On Monday, businessmen started wearing ties reading, "Beat the hell out of Pitt." Some students are growing beards and others are dressing like mountaineers. Everyone else seems to be wearing "Beat Pitt" T-shirts.

This is the week of madness when the University of Pittsburgh and West Virginia prepare for their annual game. At sold-out Pitt Stadium Saturday, these unbeaten teams will meet for the 75th time before 56,500 fans and a national television audience (WJLA-TV-7, 12:35) in what has grown to be one of the most intense rivalries in college football.

There may be more publicity surrounding the annual games between Army-Navy, Texas-Oklahoma, Alabama-Auburn or even Harvard-Yale, but the proximity of Pitt and West Virginia to each other (90 minutes apart by Interstate 79) makes this a fan's delight.

West Virginia quickly sold out its allotment of 5,000 tickets, then asked for and sold 3,000 more. With many alumni getting tickets in Pittsburgh, there will be about 10,000 Mountaineer fans in the stadium.

One year the entire Pitt band, its cheerleaders and hundreds of fans loaded up a barge and took an overnight trip down the Monongahela River to Morgantown. Old Mountaineer Stadium was next to the river, so the barge pulled up and the band marched right onto the field.

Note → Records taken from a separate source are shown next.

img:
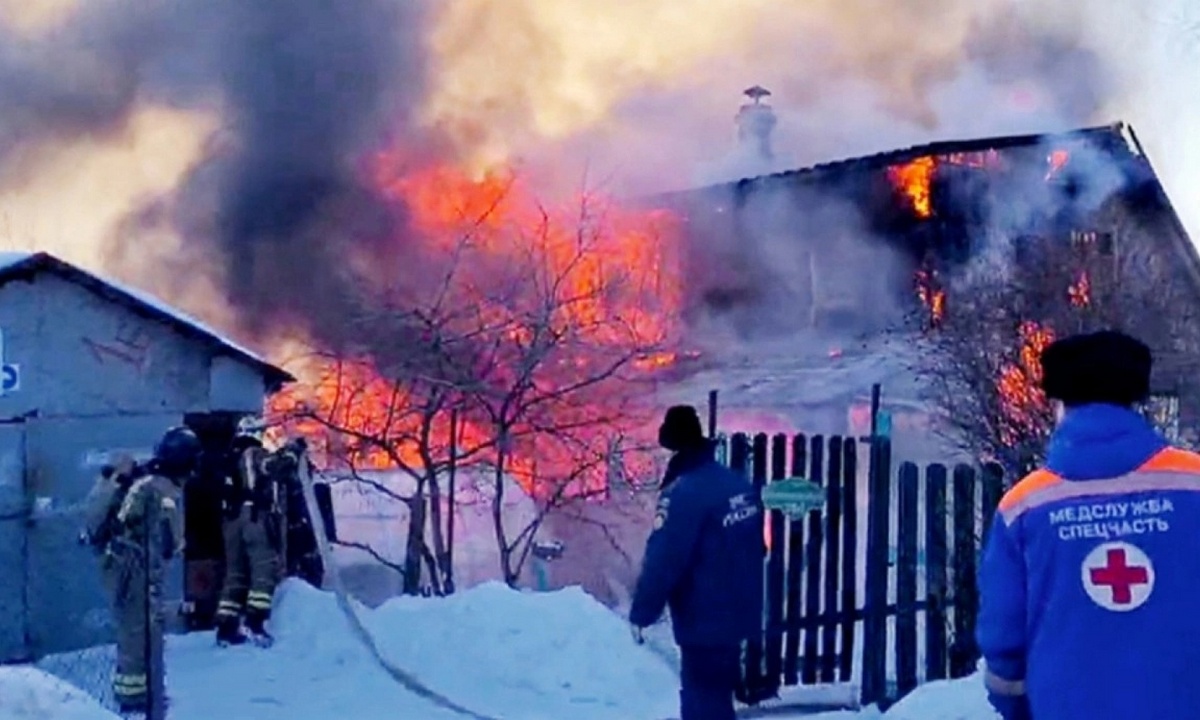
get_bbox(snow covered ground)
[11,581,995,720]
[0,666,116,720]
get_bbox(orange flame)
[269,155,682,490]
[1067,271,1092,307]
[916,269,946,328]
[888,156,937,218]
[997,320,1055,445]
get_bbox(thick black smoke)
[0,0,439,350]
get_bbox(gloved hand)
[988,692,1033,720]
[629,623,646,644]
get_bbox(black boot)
[246,610,275,648]
[217,616,246,648]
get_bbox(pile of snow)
[0,666,118,720]
[808,673,1000,720]
[883,673,1000,720]
[30,580,996,720]
[167,580,678,720]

The atmosphere in the city of Pittsburgh is like a society tea compared to the activities in Morgantown.

"At Pitt, we don't even sell out every game," said Joyce Aschenbrenner, Pitt's assistant sports information director. "In Pittsburgh, for every Pitt fan, there's a Penn State fan, a Notre Dame fan or even a West Virginia fan. West Virginia has a lot of alumni here.

"But at West Virginia, the whole state is behind the team. When the Mountaineers beat Oklahoma, the governor showed up at practice the next week. There is a tremendous sense of pride. Everything this week revolves around this game."

Mickey Furfari, the sports editor of the Dominion Post in Morgantown, has covered every Pitt-West Virginia game since 1946. He says fans wait for this game all year and then talk about it until the next one.

"Pitt fans used to laugh about it, the way this town goes crazy in Mountaineer Week, but they take it more serious than they like to admit," he said. "They're answering the phone up in the football office now, 'Hang the hillbillies--Pitt football.' "

Although Pitt Coach Foge Fazio is trying to keep his No. 1-ranked team from getting too emotional, he says his assistant coaches did show up at practice one day this week wearing coonskin hats.

Last year, Pitt players prepared for the deafening noise at Mountaineer Stadium by playing John Denver's record, "Take Me Home, Country Roads," at full volume in the dressing room.

West Virginia hasn't won at Pitt in 10 years, and its only victory during that span was in 1975. Bill McKenzie kicked a last-second field goal for a 17-14 triumph, then couldn't get off the field as he was mobbed by fans.

"Until (former coach) Johnny Majors started recruiting 75 to 80 kids a year back when that was legal and built up Pitt's program, this was a rivalry where the underdog won more than the favorite," Furfari said. "Since then, Pitt has dominated."

Since 1972, Pitt has outscored West Virginia, 283-95; only three of the games have been close. This season, the Mountaineers, who are 10 1/2-point underdogs, enter the game in their best shape in years.

They opened the season by shocking the Sooners in Oklahoma, 41-27. After escaping with a 19-18 victory over Maryland, the Mountaineers routed Richmond, 43-10, last week and climbed to 14th in both wire service polls. This will be the first time since 1965 that both teams are nationally ranked when they meet.